La Hermandad se había preguntado durante mucho tiempo cómo había logrado la Guardia Invisible funcionar con tanta eficacia y cómo hacía para que nadie viera nunca a sus miembros ni se supiera qué aspecto tenían. Pero los secretos de la Invisible estaban guardados con el mismo sigilo y el mismo cuidado con que la Hermandad protegía los suyos.
Existía la opinión generalizada de que la magia élfica debía de tener algo que ver con aquella sorprendente habilidad, aunque estaba abierto a debate cuál era ésta y cómo funcionaba. Los elfos no poseían la facultad de invocar espejismos como hacían los hechiceros humanos de máximo rango. Pero, al parecer, eran capaces de producir hilo mágico.
La prenda que tenía entre sus manos habría podido proporcionarle una fortuna. Sumando a sus evidentes ventajas la habilidad, el conocimiento y la experiencia que él tenía...
Hugh se burló cruelmente de sí mismo y arrojó el uniforme al suelo, donde al instante empezó a cambiar de nuevo de color, para adoptar otra vez el verde de la alfombra.
—¿Me quedará bien? Soy más corpulento que un elfo.

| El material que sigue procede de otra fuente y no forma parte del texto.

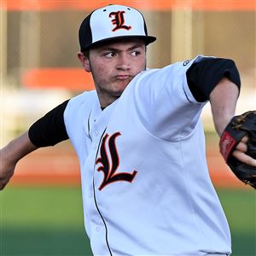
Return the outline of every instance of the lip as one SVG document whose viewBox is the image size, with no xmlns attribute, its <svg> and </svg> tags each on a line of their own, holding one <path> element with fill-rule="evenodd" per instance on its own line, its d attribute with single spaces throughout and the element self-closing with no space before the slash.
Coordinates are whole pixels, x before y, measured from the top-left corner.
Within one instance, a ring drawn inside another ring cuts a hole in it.
<svg viewBox="0 0 256 256">
<path fill-rule="evenodd" d="M 131 75 L 116 75 L 114 78 L 119 80 L 127 80 L 131 79 L 132 77 Z"/>
</svg>

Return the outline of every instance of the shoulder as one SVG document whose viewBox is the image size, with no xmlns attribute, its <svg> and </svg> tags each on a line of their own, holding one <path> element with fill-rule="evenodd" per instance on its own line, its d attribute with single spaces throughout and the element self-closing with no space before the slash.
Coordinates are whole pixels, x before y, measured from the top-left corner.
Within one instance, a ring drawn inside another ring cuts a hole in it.
<svg viewBox="0 0 256 256">
<path fill-rule="evenodd" d="M 73 119 L 86 116 L 92 106 L 99 104 L 96 90 L 84 91 L 68 101 L 64 112 L 65 119 Z"/>
</svg>

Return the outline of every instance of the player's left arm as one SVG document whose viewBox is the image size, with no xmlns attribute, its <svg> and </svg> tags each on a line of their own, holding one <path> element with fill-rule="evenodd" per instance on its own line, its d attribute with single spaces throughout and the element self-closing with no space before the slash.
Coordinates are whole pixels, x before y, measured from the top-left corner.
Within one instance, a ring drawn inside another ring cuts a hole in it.
<svg viewBox="0 0 256 256">
<path fill-rule="evenodd" d="M 219 137 L 235 115 L 241 81 L 235 62 L 223 58 L 204 58 L 187 71 L 188 84 L 199 102 L 210 101 L 215 129 Z M 247 155 L 247 137 L 236 145 L 232 154 L 243 163 L 256 166 Z"/>
<path fill-rule="evenodd" d="M 239 90 L 229 79 L 222 79 L 210 94 L 210 102 L 215 129 L 222 136 L 224 129 L 235 115 Z M 233 156 L 240 161 L 256 166 L 256 160 L 247 155 L 247 137 L 244 137 L 233 151 Z"/>
</svg>

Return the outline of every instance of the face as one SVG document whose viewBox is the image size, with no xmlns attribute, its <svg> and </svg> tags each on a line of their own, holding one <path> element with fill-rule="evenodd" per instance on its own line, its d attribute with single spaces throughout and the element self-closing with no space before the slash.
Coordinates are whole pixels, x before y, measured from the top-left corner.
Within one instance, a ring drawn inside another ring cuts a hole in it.
<svg viewBox="0 0 256 256">
<path fill-rule="evenodd" d="M 89 57 L 79 53 L 86 72 L 91 72 L 101 107 L 119 98 L 131 80 L 146 68 L 146 46 L 143 40 L 109 43 L 90 49 Z"/>
</svg>

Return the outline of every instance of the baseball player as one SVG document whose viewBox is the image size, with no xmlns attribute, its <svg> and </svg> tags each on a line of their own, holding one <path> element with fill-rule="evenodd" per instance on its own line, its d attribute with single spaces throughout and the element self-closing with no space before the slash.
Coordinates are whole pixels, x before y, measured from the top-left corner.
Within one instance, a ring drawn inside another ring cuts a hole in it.
<svg viewBox="0 0 256 256">
<path fill-rule="evenodd" d="M 1 188 L 20 158 L 69 138 L 94 255 L 230 255 L 200 116 L 210 101 L 222 135 L 235 113 L 237 68 L 199 55 L 147 69 L 146 48 L 155 39 L 133 8 L 108 5 L 88 15 L 78 57 L 96 90 L 59 105 L 2 149 Z M 247 139 L 233 156 L 256 166 L 245 154 Z"/>
</svg>

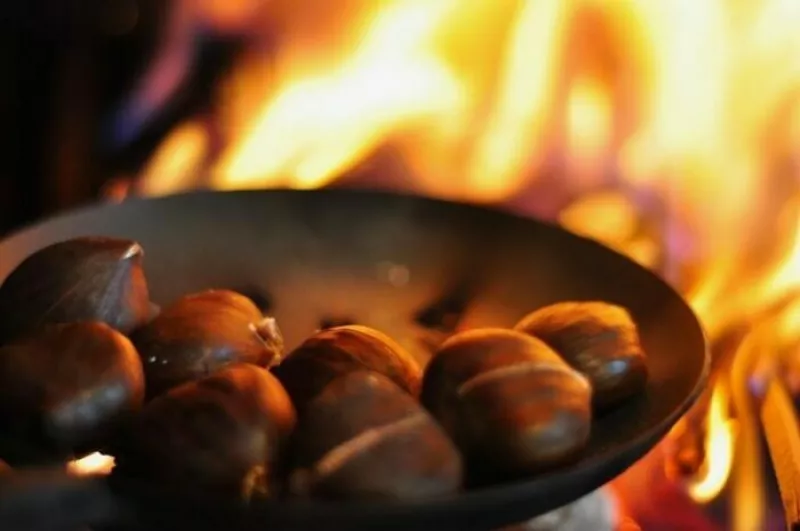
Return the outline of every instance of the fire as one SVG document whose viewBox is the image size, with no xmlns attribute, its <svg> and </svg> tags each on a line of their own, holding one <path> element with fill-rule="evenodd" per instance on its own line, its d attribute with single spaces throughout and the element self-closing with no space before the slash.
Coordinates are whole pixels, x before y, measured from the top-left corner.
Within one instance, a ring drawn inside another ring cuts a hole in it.
<svg viewBox="0 0 800 531">
<path fill-rule="evenodd" d="M 706 453 L 713 456 L 704 463 L 700 477 L 689 484 L 689 495 L 698 502 L 706 503 L 722 491 L 730 475 L 733 462 L 734 423 L 728 414 L 729 396 L 724 384 L 714 387 L 708 408 L 706 425 Z"/>
<path fill-rule="evenodd" d="M 657 269 L 712 342 L 753 329 L 728 356 L 769 360 L 800 339 L 800 2 L 338 0 L 315 16 L 276 1 L 257 17 L 256 4 L 197 15 L 254 43 L 213 118 L 164 141 L 144 193 L 313 188 L 388 153 L 378 171 L 413 191 L 554 215 Z M 695 413 L 698 501 L 749 448 L 737 397 L 774 377 L 757 365 L 717 378 Z"/>
<path fill-rule="evenodd" d="M 95 452 L 67 463 L 67 471 L 76 476 L 108 475 L 114 468 L 114 458 Z"/>
</svg>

—Las prendas son muy holgadas, para que permitan libertad de movimientos a su portador, y también deben adaptarse a todas las tallas y medidas de nuestro pueblo. Como puedes imaginar, los uniformes como ése son muy escasos y cotizados. Se tarda cien ciclos en producir el hilo necesario sólo para la blusa, y otros cien ciclos para tejerlo. El tejido y el cosido sólo pueden ser hechos por magos expertos que han dedicado años a aprender el arte secreto. Los pantalones llevan un cinturón del mismo tejido para ceñirlos a la cintura. También hay calzado, una máscara con capucha para la cabeza y guantes para las manos.
—Veamos qué aspecto tengo —propuso Hugh, recogiendo las prendas en un hato—. O, mejor, qué aspecto
no
tengo.
Hugh cupo en el uniforme, aunque le tiraba un poco de los hombros y tuvo que aflojar el cinturón todo lo que podía. Por suerte, durante su encarcelamiento autoimpuesto había adelgazado. El calzado de tejido mágico estaba hecho para colocarlo sobre las botas y así lo hizo Hugh sin dificultad. Lo único que no pudo ponerse fueron los guantes.
Esto último perturbó profundamente a los kenkari, pero Hugh le quitó importancia. Siempre podía mantener las manos fuera de la vista, ocultarlas tras la espalda o bajo los pliegues de la blusa.
Se contempló en el espejo. Su cuerpo se confundía rápidamente con la pared. La única parte de él que seguía claramente visible, la única parte que seguía siendo real, de carne y hueso, eran las manos.
—Muy apropiado —fue su comentario.
Hugh extendió su plano del Imperanon. Los guardianes lo examinaron y certificaron su fidelidad.
—De hecho —apuntó el Alma con un tonillo de disgusto—, me asombra su precisión. Sólo otro elfo, y que además haya pasado un tiempo considerable en el palacio, puede haber dibujado este plano.
Hugh se encogió de hombros y no hizo comentarios.
—Tú y la dama Iridal entraréis por aquí, a través de la puerta principal que conduce al palacio propiamente dicho —explicó el Guardián, concentrándose en el plano y trazando la ruta con su descarnado dedo—. La dama Iridal dirá a los centinelas que ha sido llamada a palacio a hora tan avanzada para «atender a un pariente enfermo». Tales excusas son corrientes. Muchos miembros de las familias reales mantienen casas privadas en las colinas que rodean el palacio, y no son pocos los que vuelven a éste bajo la protección de la noche para mantener citas secretas. Los centinelas están habituados a tales encuentros clandestinos y seguro que Iridal no tendrá dificultades con ellos.